After evacuation orders were issued, this shelter with the adjacent parking lot was set up near the college bookstore, and Jones and many of his friends moved in. The people who fled the Mosquito Fire could sleep inside at the Red Cross temporary shelter in a campus building.
However, around 50 people have chosen to stay outside in Lot B, sleeping in their campers or their cars or, like Jones, on air mattresses on the asphalt. They like to be with their pets, and near all the things they carried with them. Many of these evacuees are neighbors from the Hillcrest Mobile Home Park — still standing, at least for now — and they also prefer the camaraderie of sleeping in the parking lot.
And then there are people like Timothy Huerta, who opted to rent a room in nearby Newcastle. Still, the parking lot has a pull. He comes by every day with his friend, Katie McGee, mostly for the sense of community.
In the lot, he finds the same sense of neighborliness he had back in the Hillcrest park, where he tossed the keys to his Ford Explorer to Jones before evacuating in his other car with his dog, a tiny Yorkie named Cootie. Now, in Rocklin, he’s keeping up a sense of normality.
“As soon as I get up, I come over here,” Huerta said, leaning against his black muscle car. “This is where all my friends and neighbors are.”
McGee is sleeping at her sister’s house in Newcastle, but she spends much of her day in the parking lot, too, along with her unflappable bearded dragon, Dora, who sits in McGee’s arms and sometimes tromps around on the ground. She said the community is processing trauma together; sometimes, she just lets people cry with her. And in his own way, Jones is making the rounds, too: bringing meals to people whose disabilities make it difficult to leave their vehicles and checking that they have gas and ice and, if they want them, cigarettes. It’s the same role he plays back at home, Jones and Huerta said, although this time, there’s a greater sense of urgency.
“We’re going all the way,” Jones said, “to make sure they’re just as comfortable here as they were at home.”
People drove into the lot to drop off donations on and off all morning, and many of them asked Jones what else they should bring next time (mostly blankets and sweatshirts, he said, because it’s starting to get cold. And pillows would be nice). Lynda Hogge, a retired EMT from Woodland, and her neighbor Rebecca Weinhardt rolled up in a silver minivan and pulled out trash bags full of clothes; a 48-pack of toilet paper; cases of bottled water; food; a Step-to-Play piano mat.
“From being a child to adulthood, I’ve survived four house fires,” Hogge said. “It’s hard, because once you do get to go back, you’re going back to something very devastating. Very devastating. … You lose the memories, everything — everything’s torn away. The sense of loss is unimaginable. It really is, and my heart goes out to all these people.”

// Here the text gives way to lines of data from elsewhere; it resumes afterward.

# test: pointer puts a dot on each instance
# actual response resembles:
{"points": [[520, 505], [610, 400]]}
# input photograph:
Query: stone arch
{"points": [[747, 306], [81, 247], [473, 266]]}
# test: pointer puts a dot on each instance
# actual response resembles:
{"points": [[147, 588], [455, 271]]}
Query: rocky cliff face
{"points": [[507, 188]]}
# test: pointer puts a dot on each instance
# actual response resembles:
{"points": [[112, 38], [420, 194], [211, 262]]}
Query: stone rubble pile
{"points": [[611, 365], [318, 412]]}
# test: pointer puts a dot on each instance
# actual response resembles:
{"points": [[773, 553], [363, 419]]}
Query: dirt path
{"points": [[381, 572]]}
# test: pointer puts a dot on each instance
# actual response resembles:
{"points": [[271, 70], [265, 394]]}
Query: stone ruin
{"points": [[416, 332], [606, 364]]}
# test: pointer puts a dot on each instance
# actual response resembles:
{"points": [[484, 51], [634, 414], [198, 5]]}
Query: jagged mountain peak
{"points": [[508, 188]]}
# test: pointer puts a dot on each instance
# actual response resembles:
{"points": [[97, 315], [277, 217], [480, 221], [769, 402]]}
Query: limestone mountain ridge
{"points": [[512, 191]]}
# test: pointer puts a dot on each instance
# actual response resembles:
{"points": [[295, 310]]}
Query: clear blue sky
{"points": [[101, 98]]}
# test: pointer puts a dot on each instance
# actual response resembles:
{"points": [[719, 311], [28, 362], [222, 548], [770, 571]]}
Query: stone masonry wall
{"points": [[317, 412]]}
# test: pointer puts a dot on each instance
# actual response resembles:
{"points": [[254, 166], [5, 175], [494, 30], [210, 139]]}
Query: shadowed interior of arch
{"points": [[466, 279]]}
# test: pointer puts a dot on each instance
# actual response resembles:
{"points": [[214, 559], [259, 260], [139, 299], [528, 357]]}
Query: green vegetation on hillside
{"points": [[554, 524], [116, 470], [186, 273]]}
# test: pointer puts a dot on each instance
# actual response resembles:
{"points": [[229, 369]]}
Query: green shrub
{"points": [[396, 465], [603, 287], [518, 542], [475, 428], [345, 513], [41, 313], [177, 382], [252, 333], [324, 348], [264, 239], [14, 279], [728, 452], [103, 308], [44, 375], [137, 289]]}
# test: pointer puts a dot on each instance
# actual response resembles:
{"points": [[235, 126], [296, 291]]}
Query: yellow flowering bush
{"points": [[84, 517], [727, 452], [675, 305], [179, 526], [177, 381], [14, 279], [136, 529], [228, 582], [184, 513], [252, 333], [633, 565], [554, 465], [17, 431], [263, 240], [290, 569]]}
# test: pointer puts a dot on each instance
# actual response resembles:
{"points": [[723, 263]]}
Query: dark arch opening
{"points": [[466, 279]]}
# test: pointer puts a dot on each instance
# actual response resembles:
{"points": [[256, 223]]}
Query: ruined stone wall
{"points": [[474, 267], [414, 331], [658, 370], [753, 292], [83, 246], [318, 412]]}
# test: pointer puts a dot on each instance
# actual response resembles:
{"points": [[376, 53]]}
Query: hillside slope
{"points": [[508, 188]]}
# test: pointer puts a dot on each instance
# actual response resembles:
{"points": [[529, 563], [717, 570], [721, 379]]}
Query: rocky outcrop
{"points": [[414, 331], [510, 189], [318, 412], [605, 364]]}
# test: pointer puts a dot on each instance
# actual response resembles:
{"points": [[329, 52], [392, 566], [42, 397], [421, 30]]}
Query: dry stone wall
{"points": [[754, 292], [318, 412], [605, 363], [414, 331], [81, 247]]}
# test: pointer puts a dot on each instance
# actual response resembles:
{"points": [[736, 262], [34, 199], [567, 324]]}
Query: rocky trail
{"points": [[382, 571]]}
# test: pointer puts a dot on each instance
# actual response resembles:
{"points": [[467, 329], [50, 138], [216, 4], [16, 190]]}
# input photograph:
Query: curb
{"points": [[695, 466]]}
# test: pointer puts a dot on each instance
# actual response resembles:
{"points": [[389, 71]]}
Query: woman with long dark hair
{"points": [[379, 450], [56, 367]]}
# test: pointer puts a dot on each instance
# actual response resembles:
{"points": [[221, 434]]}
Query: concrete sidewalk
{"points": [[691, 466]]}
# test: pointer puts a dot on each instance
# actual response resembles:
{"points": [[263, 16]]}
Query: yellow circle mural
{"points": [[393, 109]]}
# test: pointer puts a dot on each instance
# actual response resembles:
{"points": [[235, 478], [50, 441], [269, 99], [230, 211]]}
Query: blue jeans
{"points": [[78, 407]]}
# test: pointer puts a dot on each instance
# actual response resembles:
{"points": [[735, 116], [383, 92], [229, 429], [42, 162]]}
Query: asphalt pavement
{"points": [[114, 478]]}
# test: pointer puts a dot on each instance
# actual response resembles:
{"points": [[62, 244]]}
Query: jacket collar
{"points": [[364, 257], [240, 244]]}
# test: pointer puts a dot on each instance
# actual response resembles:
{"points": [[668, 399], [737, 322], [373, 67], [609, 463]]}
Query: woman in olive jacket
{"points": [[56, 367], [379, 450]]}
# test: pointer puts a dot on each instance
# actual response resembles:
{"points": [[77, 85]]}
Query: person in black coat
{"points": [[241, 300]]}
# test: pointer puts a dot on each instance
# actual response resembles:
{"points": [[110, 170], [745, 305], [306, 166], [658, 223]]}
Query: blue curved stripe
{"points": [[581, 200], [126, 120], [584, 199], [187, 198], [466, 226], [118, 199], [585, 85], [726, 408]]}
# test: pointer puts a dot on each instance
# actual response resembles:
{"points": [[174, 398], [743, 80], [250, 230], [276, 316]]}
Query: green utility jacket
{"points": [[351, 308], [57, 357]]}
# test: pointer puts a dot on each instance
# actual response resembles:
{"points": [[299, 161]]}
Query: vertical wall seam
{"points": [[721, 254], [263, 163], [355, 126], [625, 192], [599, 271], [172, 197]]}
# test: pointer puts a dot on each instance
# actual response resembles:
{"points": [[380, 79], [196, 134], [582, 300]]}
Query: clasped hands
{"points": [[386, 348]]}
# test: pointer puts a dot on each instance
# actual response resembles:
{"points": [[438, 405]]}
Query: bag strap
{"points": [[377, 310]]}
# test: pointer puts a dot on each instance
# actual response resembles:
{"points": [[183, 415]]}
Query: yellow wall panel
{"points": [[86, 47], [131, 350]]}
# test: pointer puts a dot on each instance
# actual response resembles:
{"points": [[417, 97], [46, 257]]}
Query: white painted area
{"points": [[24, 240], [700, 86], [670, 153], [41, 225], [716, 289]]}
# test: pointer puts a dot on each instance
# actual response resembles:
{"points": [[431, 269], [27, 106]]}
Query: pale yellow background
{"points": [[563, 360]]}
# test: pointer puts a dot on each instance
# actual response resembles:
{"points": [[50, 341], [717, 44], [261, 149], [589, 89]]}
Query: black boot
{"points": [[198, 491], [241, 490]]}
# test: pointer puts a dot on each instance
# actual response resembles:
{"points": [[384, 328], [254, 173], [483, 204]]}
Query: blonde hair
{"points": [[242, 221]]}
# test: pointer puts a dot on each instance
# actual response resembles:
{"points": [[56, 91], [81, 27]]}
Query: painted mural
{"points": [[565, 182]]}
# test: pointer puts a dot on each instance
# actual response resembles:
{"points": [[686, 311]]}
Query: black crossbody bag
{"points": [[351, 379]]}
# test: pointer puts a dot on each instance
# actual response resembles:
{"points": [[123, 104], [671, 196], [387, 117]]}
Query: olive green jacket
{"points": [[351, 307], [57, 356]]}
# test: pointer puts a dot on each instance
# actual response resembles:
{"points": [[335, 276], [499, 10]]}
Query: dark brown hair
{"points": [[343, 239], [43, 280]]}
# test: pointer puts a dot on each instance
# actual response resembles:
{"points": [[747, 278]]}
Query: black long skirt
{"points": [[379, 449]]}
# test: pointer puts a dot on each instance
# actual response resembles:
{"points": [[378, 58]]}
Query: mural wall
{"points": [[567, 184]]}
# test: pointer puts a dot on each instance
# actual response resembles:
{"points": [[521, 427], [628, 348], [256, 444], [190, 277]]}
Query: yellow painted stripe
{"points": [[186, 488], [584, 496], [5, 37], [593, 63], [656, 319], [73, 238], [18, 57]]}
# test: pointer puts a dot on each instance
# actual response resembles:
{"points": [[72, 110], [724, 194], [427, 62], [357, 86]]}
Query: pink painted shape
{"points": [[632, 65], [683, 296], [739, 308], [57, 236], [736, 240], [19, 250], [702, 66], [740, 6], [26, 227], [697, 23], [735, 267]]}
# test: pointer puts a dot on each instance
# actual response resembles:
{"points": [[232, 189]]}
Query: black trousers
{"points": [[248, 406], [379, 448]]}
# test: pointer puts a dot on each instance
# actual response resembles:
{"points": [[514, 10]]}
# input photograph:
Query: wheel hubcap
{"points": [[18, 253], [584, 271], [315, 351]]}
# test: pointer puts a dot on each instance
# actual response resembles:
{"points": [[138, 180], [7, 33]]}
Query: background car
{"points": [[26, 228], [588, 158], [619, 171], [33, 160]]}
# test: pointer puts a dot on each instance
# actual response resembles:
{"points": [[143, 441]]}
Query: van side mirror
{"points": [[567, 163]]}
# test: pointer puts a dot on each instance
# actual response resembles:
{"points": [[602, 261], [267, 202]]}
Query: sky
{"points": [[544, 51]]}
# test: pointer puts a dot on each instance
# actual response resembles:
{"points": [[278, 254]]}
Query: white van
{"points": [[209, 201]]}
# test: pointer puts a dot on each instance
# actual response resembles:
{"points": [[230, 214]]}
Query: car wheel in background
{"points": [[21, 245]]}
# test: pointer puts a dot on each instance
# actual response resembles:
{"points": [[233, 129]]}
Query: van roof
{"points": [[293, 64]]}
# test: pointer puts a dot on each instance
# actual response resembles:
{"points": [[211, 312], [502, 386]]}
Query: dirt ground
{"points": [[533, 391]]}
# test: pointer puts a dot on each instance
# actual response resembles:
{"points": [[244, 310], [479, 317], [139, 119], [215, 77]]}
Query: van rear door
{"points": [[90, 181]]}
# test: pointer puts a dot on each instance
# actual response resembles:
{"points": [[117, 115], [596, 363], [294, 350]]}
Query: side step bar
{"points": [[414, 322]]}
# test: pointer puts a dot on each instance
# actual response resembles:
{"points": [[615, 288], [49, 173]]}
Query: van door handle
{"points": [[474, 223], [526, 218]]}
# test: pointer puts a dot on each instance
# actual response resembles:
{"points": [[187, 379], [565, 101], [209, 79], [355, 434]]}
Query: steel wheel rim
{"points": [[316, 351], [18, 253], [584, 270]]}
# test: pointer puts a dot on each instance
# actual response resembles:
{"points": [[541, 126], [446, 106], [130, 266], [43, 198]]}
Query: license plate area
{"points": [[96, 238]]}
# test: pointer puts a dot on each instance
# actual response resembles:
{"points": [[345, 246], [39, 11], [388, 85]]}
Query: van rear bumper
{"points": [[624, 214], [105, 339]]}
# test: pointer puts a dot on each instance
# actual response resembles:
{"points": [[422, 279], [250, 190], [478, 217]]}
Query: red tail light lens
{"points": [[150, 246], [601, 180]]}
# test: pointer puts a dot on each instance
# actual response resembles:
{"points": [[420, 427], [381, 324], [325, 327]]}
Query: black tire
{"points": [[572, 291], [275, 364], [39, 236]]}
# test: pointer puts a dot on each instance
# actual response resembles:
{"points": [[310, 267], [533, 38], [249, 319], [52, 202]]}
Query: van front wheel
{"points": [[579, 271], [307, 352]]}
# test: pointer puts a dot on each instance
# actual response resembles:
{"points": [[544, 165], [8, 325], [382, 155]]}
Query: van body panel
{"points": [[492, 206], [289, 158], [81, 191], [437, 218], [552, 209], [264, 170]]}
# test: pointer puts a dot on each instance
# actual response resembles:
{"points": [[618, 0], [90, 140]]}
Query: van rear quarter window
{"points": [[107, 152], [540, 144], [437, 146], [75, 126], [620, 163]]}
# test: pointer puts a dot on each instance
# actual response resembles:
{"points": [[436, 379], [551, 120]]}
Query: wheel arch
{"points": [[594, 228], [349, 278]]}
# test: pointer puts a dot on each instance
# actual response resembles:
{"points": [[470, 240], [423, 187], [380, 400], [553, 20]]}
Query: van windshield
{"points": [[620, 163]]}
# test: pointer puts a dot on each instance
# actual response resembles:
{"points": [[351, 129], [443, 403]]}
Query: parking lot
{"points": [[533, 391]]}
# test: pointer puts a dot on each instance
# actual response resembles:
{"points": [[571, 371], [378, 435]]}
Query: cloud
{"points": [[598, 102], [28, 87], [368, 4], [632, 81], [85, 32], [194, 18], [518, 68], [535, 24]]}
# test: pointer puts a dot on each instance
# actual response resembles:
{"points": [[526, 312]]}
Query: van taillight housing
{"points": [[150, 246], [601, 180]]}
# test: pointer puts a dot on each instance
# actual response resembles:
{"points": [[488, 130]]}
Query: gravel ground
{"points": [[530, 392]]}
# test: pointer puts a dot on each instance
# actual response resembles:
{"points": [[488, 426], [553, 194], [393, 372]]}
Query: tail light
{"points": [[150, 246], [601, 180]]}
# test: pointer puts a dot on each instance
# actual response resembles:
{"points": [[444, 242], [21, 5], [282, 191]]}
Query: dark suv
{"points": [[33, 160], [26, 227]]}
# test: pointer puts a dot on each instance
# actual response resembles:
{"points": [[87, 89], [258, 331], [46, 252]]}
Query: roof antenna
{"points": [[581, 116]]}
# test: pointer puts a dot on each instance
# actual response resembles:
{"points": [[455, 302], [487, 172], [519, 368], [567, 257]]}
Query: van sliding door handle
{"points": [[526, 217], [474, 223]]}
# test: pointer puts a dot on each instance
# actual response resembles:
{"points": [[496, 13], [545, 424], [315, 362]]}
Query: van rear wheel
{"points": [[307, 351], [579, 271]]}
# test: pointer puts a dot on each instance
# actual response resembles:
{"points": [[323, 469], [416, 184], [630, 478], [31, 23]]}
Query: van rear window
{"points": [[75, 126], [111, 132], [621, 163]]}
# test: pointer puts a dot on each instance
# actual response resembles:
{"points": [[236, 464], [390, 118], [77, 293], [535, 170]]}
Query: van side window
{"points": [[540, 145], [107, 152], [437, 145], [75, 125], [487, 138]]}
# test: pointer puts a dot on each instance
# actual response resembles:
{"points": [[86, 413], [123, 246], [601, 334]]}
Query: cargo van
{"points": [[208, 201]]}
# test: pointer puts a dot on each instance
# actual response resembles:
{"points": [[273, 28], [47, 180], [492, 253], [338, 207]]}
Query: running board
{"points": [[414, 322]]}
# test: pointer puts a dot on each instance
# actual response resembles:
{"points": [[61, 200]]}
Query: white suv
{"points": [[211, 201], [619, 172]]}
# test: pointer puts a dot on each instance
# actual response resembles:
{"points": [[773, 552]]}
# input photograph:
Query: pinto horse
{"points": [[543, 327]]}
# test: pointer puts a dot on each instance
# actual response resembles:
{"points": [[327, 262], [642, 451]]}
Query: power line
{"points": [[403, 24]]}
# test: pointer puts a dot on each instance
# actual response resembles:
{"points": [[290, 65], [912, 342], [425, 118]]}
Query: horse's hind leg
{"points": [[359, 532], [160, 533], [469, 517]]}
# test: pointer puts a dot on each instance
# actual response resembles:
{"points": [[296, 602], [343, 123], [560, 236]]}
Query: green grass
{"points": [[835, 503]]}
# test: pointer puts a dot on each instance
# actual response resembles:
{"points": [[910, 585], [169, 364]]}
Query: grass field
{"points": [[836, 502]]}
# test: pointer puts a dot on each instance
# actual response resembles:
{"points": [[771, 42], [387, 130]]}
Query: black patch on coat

But, she said, surviving is the important part. “My sons are alive and well,” she said, “and new memories can be made.”
Thompson said he was telling the Mosquito fire evacuees something similar. He still tenses up when he hears a siren; he thinks about how he talked to his cat and described the buildings that were on fire around him as he spent hours trying to drive out of town. When he sees smoke in the air, he sometimes remembers the moments he thought he was going to die.
“It’s something that’s never gonna go away,” he said. He and his brother both decided to volunteer at the parking lot shelter with the nonprofit Life from the Ashes — an organization founded after the Camp fire — to “try to help as much as possible.”
And while he’s helping people find clean clothes or a can of food, he tells them in his quiet voice what he went through, that his white house in Paradise was reduced to a few pieces of metal and two putter heads. He said that “people definitely appreciate you sharing the story.” Because when they come through with a hazy look in their eyes and they’re not sure whether their house is gone, he can tell them that he lost everything. He can tell them the thing he wishes he’d known back then: “If they have to have to start over, it’s possible.”
And they have to believe him, because here he is.